Kesyirikan
adalah menyerahkan ibadah kepada selain Allah (Silahkan kembali baca
http://www.firanda.com/index.php/artikel/bantahan/128-bantahan-terhadap-abu-salafy-seri-7-qperkataan-abu-salafy-berdoa-kepada-selain-allah-tidak-mengapa-selama-tidak-syirik-dalam-tauhid-rububiyahq,
juga tentang hakekat kesyirikan kafir Quraisy di http://www.firanda.com/index.php/artikel/bantahan/126-bantahan-terhadap-abu-salafy-seri-5-hakikat-kesyirikan-kaum-muysrikin-arab)
Adapun
Kesyirikan menurut Al-Khumaini hanyalah jika seseorang meyakini adanya
Rob (Tuhan/Pencipta) selain Allah, adapun jika seseorang sujud dan
berdoa kepada makhluk –selama tanpa disertai keyakinan bahwa makhluk
tersebut adalah Rob Pencipta- maka hal ini bukanlah kesyirikan !!!
Atas
dasar definisi kesyirikan ala Al-Khumaini ini maka melazimkan bahwa
kaum musyrikin Quraisy dahulu tidaklah terjatuh dalam kesyirikan, karena
mereka mengakui bahwasanya Pencipta hanya satu yaitu Allah. (lihat
kembali
http://www.firanda.com/index.php/artikel/bantahan/82-persangkaan-abu-salafy-al-majhuul-bahwasanya-kaum-musyrikin-arab-tidak-mengakui-rububiyyah-allah)

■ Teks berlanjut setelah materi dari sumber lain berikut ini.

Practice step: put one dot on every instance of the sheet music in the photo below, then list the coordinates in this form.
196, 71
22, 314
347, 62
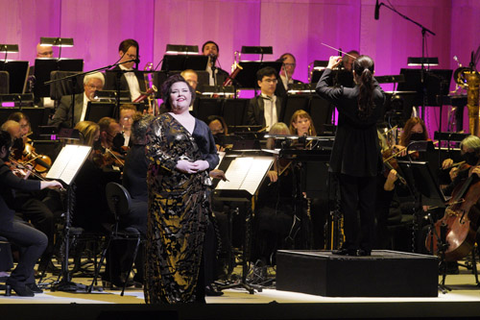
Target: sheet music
68, 162
246, 174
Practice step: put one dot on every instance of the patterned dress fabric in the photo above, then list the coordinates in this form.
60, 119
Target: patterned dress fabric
177, 210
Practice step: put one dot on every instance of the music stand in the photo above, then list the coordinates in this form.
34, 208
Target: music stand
43, 69
184, 62
18, 74
98, 110
247, 77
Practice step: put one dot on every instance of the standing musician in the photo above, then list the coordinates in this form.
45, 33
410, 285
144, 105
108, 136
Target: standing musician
32, 242
356, 158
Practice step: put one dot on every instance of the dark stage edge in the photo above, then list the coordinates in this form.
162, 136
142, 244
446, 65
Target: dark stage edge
403, 310
383, 274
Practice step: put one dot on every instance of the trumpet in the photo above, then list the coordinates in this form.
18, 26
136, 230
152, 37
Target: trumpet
236, 68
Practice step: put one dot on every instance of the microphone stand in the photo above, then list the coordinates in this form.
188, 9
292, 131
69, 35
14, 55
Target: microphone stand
422, 72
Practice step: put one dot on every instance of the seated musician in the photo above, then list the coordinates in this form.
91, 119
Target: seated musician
31, 241
37, 207
216, 74
63, 115
286, 73
265, 109
219, 130
302, 124
414, 130
274, 206
127, 111
132, 80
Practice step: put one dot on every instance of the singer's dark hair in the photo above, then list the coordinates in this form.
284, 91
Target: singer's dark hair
5, 139
266, 72
364, 68
126, 44
167, 89
210, 41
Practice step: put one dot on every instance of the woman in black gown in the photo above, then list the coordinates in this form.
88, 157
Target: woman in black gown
180, 151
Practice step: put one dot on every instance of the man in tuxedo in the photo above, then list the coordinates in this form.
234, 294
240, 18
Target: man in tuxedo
265, 109
131, 80
63, 115
216, 75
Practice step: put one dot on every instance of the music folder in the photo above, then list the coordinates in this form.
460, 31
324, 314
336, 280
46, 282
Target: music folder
245, 175
68, 163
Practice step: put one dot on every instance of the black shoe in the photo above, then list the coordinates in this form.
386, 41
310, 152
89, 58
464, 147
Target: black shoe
212, 292
345, 252
364, 253
34, 288
20, 289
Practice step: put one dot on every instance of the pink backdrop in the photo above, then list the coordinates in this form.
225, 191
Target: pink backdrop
296, 26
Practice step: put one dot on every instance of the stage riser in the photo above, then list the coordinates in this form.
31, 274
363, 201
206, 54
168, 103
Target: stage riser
384, 274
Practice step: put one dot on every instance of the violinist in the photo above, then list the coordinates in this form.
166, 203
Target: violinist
36, 207
31, 241
414, 130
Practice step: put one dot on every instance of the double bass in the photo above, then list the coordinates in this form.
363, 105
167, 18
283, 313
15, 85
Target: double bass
459, 223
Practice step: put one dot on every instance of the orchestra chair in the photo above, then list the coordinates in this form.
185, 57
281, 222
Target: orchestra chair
119, 204
6, 261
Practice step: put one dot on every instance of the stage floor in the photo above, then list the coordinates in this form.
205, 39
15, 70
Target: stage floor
462, 302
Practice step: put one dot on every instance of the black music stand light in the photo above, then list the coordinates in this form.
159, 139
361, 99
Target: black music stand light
18, 74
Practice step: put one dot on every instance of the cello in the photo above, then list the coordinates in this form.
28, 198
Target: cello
460, 221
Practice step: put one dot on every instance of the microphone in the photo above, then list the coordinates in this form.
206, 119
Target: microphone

Perhatikanlah pernyataan-pernyataan Al-Khumaini berikut ini :
PERTAMA
: Meminta kepada makhluk bukanlah kesyirikan selama meyakini bahwa
makhluk tersebut bukanlah Tuhan Pencipta, akan tetapi telah diberi
kekuatan oleh Allah
"Karenanya
jika seseorang meminta kepada seseorang selain Allah suatu amal yang
penting baik amalan kecil dengan menjadikan orang tersebut sebagai Rob
maka ia adalah seorang musyrik berdasarkan hukum akal dan Al-Qur'an.
Adapaun jika ia meminta kepadanya dengan dasar bahwa Rob Pencipta alam
telah memberikan kepadanya kekuatan dan ia butuh kepada Allah serta
tidak independent dalam amalan ini maka ini bukanlah amal ketuhanan, dan
meminta dipenuhinya hajat darinya tatkala itu bukanlah keysirikan"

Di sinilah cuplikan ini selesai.